Phase 2: Probing/ranging
- Answering modem sends DPSK data @ 600 bps: “I can transmit at either carrier frequency at whichever standard symbol rate except 3429. Tx and Rx symbol rates must be equal. I can reduce power if needed. I can support up to 1664-point signal constellations. My clock source is internal.
- Calling modem sends DPSK data @ 600 bps: “I can transit at either carrier frequency at whichever standard rate except 3429. Tx and Rx symbol rates must be equal. I can reduce power if needed. I can support up to 1664-point signal constellations. My clock source is external.

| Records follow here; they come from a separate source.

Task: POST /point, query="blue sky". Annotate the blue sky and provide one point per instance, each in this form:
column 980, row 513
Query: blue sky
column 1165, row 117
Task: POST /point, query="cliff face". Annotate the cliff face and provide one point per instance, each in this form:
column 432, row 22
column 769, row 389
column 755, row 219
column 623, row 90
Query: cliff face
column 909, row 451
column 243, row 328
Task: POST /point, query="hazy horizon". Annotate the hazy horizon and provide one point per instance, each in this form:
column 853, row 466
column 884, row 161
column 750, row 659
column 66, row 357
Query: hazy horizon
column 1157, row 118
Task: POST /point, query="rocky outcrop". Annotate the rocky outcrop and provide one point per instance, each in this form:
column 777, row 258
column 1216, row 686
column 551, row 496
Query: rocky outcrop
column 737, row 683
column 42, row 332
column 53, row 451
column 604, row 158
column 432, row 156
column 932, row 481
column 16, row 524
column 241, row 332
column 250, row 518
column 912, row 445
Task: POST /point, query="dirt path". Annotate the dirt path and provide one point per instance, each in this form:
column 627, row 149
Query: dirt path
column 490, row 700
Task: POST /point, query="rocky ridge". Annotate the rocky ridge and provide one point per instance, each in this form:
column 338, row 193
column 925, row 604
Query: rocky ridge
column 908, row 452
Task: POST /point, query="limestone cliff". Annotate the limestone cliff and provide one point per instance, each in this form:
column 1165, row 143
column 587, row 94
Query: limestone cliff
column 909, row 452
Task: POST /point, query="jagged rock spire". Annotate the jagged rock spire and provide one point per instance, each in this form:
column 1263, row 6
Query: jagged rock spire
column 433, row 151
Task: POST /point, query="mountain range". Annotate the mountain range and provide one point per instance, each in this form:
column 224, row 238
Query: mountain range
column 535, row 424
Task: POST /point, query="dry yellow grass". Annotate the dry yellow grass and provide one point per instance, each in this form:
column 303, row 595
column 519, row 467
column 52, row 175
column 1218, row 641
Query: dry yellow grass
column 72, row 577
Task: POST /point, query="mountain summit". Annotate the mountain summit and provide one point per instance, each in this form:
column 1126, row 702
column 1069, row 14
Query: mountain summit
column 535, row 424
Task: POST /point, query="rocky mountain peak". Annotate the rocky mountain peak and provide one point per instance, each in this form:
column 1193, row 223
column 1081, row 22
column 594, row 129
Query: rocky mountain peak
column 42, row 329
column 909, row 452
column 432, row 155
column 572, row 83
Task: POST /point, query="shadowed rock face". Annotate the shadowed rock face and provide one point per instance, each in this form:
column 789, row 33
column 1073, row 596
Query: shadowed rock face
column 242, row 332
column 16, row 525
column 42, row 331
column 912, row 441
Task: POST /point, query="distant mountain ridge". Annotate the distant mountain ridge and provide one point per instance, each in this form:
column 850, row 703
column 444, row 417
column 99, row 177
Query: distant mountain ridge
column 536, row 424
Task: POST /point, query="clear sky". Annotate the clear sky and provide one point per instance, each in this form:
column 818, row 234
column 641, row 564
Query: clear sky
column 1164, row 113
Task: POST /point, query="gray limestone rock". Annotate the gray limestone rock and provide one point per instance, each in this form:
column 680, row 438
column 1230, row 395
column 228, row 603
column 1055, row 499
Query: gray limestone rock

- Both modems send a wide-spectrum probling signal in both directions to do measurements of the telephone line
- Calling modem sends DPSK data @ 600 bps: “Please don’t reduce your power by more than 6dB. I’m not equipped to accurately measure the frequency offset of the tones you sent. Using different symbol rates, we could achieve the following:
|symrate||ur pre-emph α||bps|
- Answering modem sends DPSK data @ 600 bps: “Please don’t reduce power any further. Your tones were offset by 0 Hz. Let’s use a symbol rate of 3200. We can achieve a maximum of 4800 bps. For you pre-emphasis filter, select the parameters β = 1.0 dB and γ = 2.0 dB. Please use carrier at 1920 Hz for transmission, I’ll use 1829.
Phase 3: Equalizer and echo canceller training
- Both modems go to scrambled data and learn how the other modem sounds over the channel. The final bitrate and signal constellation are also decided on.
“Dual-tone multi-frequency signaling (DTMF) is a telecommunication signaling system using the voice-frequency band over telephone lines between telephone equipment and other communications devices and switching centers.”
“known under the trademark Touch-Tone […], starting in 1963.”
“Multi-frequency signaling (MF) is a group of signaling methods that use a mixture of two pure tone (pure sine wave) sounds”
“The DTMF telephone keypad is laid out as a matrix of push buttons in which each row represents the low frequency component and each column represents the high frequency component of the DTMF signal. The commonly used keypad has four rows and three columns, but a fourth column is present for some applications. Pressing a key sends a combination of the row and column frequencies. For example, the 1 key produces a superimposition of a 697 Hz low tone and a 1209 Hz high tone.”